Genesee Valley Canal RR Freight Station Project

CUBA STATION MAY HAVE A NEW HOME

By DANIEL LEBLANC
Olean Times Herald

CUBA - A historic railroad station in Cuba was saved and may have found a new home due to combined efforts of the Cuba Friends of Architecture, volunteers and members of the business community.

The train station behind the former Rinker Exxon store along Route 446 was slated for demolition unless someone could step forward to move the building, said Lee James, president of the Cuba Chamber of Commerce.

"We were able to come to a compromise where we took the building down, moved it and gave it to the Cuba Friends of Architecture," Ms. Lee James said.

Bill Bradley, vice president of Rinker Oil, said the train building and a service station were slated for demolition to make room for a new Arrowmart convenience store on the property.

Instead of demolishing the train building, Rinker Oil offered to donate the building and $5,000 that would have been used for demolition to the Cuba Friends of Architecture, Mr. Bradley said.

"There are so few of those buildings around anymore," he said. The railroad building was being used by Rinker Oil for storage.


 

The building was on the Genesee Valley Canal Railroad, which operated from abouy 1880 to 1990. The line opened in 1882 and ran from Rochester to Hinsdale. The railroad line connected to the Buffalo, New York and Philadelphia Railroad in Hinsdale. The rail line was later leased by several railroad companies.

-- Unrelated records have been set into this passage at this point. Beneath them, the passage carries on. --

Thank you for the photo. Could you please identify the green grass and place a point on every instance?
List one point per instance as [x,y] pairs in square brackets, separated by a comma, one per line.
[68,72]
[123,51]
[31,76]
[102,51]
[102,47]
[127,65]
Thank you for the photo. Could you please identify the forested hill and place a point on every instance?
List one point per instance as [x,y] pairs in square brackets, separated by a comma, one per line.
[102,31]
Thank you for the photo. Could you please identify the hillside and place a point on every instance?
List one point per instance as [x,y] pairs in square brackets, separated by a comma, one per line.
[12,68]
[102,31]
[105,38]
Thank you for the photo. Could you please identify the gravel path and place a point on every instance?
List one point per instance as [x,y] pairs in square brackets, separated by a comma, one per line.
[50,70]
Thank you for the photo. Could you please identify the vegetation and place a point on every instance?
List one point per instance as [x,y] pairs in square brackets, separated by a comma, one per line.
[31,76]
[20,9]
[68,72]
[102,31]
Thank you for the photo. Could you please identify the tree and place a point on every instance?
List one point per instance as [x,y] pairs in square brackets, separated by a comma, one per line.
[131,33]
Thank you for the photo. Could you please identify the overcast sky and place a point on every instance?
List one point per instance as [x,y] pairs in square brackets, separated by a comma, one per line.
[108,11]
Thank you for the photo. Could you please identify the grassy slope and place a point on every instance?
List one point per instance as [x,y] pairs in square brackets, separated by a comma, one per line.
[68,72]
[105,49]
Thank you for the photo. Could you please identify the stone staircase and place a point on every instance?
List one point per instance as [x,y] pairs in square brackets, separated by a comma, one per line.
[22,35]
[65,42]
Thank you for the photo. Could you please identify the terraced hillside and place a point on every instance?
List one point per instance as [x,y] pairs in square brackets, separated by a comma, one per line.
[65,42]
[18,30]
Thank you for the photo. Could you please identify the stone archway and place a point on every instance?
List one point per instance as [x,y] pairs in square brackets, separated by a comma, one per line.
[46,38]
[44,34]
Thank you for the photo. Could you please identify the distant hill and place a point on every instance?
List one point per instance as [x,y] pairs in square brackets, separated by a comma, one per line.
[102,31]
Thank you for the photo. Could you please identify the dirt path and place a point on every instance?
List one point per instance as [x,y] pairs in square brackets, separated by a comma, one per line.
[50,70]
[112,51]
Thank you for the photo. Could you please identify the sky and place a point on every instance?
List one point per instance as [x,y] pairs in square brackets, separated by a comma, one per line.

The building was likely constructed in the  early 1880s, said Cuba Friends of Architecture member Michael Doyle.

Most of the building has been taken down and put into storage."We worked on the building over several days," he said.

The Friends of Architecture hired some Amish workers to aid in taking the building apart, while volunteer also helped. The dimensions of the building are 20 feet by 60 feet. Local trucking companies also helped move the pieces of the building from the site and into storage.

The building will likely be reconstructed near the historic block barns owned by Empire City Farms. The building would be rebuilt in the spring at the earliest, Mr. Doyle said.

The block barn site is "an ideal, historic site and probably the best destination," Mr. Doyle said. Some train tracks run near the block barn as well.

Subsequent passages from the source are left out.